Jérôme Garcin, L’OBS, le 17 juin 2021



L’écrivaine

Les lecteurs de Paul Fournel ont fait la connaissance de Robert Dubois dans
La Liseuse (P.O.L, 2012), où cet éditeur aux trente ans de métier se retrouvait lesté d’un engin électronique censé lui faciliter la tâche, cette « liseuse » témoin des mutations agitant son monde. On l’a retrouvé dans Jason Murphy (P.O.L, 2013), en professionnel madré prêt à bien des ruses pour acquérir le roman d’un auteur de la Beat generation. Il revient dans Jeune-Vieille, troisième roman que Paul Fournel consacre à l’édition et aux bouleversements qu’elle vit. Ici, c’est le point de vue de l’écrivain, en l’occurrence d’une écrivaine, qui est mis en lumière : celui de Geneviève, dont le prénom peu raccord avec sa génération lui vaut le surnom de « Jeune-Vieille ». Raconter des histoires a toujours été son talent. En 1986, son premier roman est accepté par Robert Dubois, avec lequel va se nouer au fil des ans une relation faite de déjeuners au restaurant, de travail, de discussions et, surtout, d’un désir textuel partagé. Geneviève publie un livre par an, mais elle rêve d’une plus grande reconnaissance, d’adaptation au cinéma, peut-être... Ces choses qu’un grand groupe pourrait être plus à même de lui apporter, imagine-t-elle. Plutôt que sur le mode de la déploration, Paul Fournel décrit les changements (industriels, mais pas seulement) en cours dans l’édition avec une mélancolie malicieuse, une forme de grâce joueuse, à laquelle participe son choix d’adopter la voix d’un personnage féminin.


Raphaëlle Leyris, Le Monde des Livres, mai 2021



Vade-mecum pour rentrée littéraire

« Tu n’es pas jolie, Jeune-Vieille, déclara un camarade de classe au collège à la petite Geneviève, mais tu seras toujours belle tant que tu raconteras des histoires. » Passionnée de lecture et de cinéma (où la jeune cinéphile découvre aussi le goût du sexe), Geneviève opte pour l’écriture. Banco, son premier manuscrit séduit, et pas n’importe qui : le grand Robert Dubois! Au rythme d’un livre par an, elle assure bientôt la bonne santé de la maison indépendante mais, tout autour, les sirènes chantent: reconnaissance, argent et, plus encore, gens de cinéma, avides d’adapter la prose de cette autrice à succès.
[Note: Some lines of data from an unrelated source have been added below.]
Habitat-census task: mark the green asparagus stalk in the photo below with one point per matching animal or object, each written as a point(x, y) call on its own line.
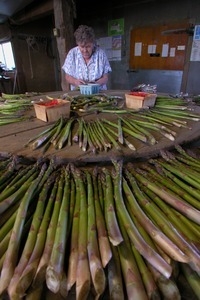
point(158, 236)
point(170, 197)
point(135, 134)
point(188, 193)
point(115, 281)
point(131, 274)
point(55, 269)
point(83, 279)
point(103, 240)
point(192, 278)
point(109, 211)
point(65, 134)
point(189, 254)
point(96, 268)
point(31, 239)
point(13, 247)
point(134, 235)
point(73, 253)
point(42, 251)
point(167, 287)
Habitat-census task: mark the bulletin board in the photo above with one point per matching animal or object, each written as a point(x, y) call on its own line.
point(159, 47)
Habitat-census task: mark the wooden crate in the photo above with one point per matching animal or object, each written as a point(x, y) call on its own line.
point(52, 113)
point(136, 102)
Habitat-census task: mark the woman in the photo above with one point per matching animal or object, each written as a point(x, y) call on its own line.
point(86, 62)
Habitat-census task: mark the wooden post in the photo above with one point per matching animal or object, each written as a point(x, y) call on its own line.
point(64, 13)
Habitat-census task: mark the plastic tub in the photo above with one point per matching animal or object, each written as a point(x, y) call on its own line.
point(89, 89)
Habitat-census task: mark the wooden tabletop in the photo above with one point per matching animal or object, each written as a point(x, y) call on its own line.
point(14, 137)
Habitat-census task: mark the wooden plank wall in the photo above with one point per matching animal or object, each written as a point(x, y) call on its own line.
point(154, 36)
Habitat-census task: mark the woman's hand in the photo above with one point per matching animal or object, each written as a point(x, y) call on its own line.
point(74, 81)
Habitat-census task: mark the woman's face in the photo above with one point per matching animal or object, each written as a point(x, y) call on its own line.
point(86, 49)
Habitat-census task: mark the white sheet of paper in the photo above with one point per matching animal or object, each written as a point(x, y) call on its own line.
point(165, 50)
point(138, 49)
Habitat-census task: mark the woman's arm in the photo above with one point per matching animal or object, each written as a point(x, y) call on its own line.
point(102, 80)
point(73, 81)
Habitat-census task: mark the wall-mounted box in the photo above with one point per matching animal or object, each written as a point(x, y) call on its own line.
point(49, 111)
point(140, 101)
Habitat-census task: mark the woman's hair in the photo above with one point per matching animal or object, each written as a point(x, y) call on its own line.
point(84, 34)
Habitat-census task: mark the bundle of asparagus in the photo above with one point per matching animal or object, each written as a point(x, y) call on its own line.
point(102, 134)
point(119, 230)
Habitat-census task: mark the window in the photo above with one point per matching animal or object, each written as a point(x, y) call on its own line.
point(6, 56)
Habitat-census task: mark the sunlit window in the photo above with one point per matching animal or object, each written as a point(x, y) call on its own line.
point(6, 56)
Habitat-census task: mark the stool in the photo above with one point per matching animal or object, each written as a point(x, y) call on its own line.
point(5, 85)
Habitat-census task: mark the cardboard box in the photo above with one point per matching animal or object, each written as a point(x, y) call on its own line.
point(54, 112)
point(136, 102)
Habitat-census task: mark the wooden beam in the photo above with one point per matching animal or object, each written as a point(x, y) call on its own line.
point(36, 12)
point(64, 12)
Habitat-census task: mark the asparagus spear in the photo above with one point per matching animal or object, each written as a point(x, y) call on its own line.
point(13, 247)
point(83, 279)
point(55, 269)
point(96, 268)
point(134, 235)
point(115, 281)
point(104, 244)
point(109, 211)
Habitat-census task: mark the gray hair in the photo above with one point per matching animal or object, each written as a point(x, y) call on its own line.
point(84, 34)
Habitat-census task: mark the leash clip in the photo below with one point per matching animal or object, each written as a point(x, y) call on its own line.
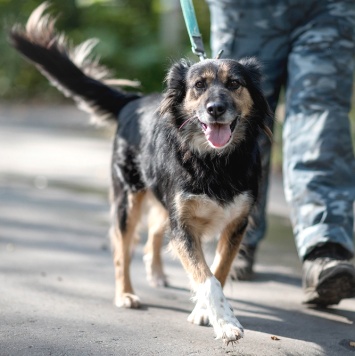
point(192, 28)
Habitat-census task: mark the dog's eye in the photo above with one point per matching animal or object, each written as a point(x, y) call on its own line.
point(233, 84)
point(200, 84)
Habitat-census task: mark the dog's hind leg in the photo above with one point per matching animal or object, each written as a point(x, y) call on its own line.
point(126, 214)
point(157, 224)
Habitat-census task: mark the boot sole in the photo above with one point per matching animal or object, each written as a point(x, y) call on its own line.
point(333, 288)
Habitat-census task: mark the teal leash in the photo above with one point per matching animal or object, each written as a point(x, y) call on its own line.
point(192, 28)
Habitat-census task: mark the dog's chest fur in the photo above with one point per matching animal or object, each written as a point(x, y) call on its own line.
point(208, 217)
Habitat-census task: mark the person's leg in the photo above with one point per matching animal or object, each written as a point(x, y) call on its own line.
point(243, 29)
point(319, 165)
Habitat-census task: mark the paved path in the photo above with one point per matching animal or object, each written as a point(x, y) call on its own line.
point(56, 274)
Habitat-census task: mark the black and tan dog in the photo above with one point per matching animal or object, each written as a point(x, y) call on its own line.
point(191, 153)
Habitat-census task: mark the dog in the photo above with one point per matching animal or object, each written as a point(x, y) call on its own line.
point(190, 154)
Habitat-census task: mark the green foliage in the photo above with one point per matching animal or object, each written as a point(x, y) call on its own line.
point(130, 41)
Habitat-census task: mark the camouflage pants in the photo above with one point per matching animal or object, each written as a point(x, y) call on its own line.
point(307, 48)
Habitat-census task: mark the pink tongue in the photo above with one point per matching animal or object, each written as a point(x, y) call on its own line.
point(218, 135)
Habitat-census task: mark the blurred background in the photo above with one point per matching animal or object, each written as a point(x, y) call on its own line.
point(139, 39)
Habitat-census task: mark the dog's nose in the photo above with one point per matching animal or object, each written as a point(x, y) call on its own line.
point(216, 109)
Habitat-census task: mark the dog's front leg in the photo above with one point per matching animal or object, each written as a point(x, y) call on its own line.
point(211, 304)
point(227, 248)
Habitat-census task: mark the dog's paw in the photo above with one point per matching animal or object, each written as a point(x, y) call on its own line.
point(229, 331)
point(127, 300)
point(155, 274)
point(199, 316)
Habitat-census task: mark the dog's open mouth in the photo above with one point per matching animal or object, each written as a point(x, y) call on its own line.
point(218, 135)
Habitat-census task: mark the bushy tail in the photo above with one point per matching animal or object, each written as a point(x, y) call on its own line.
point(70, 69)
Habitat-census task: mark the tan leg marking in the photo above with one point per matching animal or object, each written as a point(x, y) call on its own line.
point(157, 224)
point(122, 247)
point(227, 249)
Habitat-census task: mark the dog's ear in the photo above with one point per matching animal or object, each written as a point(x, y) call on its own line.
point(175, 86)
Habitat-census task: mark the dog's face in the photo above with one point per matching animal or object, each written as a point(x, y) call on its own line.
point(215, 102)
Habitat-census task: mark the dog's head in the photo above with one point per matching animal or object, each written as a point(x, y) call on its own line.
point(215, 104)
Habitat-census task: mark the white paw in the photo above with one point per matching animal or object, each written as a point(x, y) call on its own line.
point(229, 331)
point(199, 316)
point(213, 306)
point(127, 300)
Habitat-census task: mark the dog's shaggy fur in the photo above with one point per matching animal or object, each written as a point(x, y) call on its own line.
point(191, 152)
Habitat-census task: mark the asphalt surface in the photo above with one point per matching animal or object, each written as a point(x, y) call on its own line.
point(56, 273)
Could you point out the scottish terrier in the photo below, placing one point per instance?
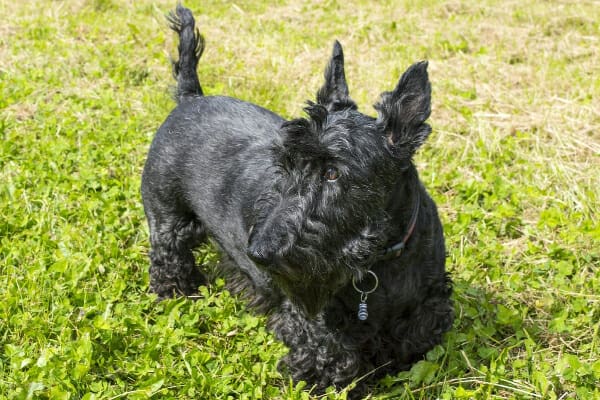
(321, 222)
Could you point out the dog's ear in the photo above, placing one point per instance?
(334, 93)
(403, 111)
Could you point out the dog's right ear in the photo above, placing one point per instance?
(334, 93)
(403, 111)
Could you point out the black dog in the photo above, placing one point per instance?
(322, 222)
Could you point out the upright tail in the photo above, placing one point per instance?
(191, 46)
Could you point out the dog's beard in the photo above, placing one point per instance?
(311, 296)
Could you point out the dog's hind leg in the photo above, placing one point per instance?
(173, 268)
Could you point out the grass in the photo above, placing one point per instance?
(514, 164)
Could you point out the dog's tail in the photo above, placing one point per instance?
(191, 47)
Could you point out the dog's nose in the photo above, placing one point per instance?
(259, 256)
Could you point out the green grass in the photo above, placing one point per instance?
(513, 162)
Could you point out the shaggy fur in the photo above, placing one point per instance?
(298, 210)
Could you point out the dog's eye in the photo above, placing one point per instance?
(331, 174)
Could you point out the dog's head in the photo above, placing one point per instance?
(325, 219)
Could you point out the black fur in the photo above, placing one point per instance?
(298, 209)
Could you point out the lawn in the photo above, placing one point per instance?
(513, 163)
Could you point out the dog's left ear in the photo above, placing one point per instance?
(403, 111)
(334, 93)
Et alors? Alors lisez cette exquise parabole, qui s’inscrit dans la suite de La Liseuse, car le sage Paul Founel y observe finement la différence entre un vrai éditeur et une machinerie vorace, et tant d’autres choses vécues de l’intérieur sur le métier d’écrire. On songe à Editeur, le film profession de foi que signa Paul Otchakovsky-Laurens, fondateur des éditions P.O.L où ce livre délicieux, fort instructif et un peu coquin, paraît. Un vade-mecum à découvrir en cette rentrée.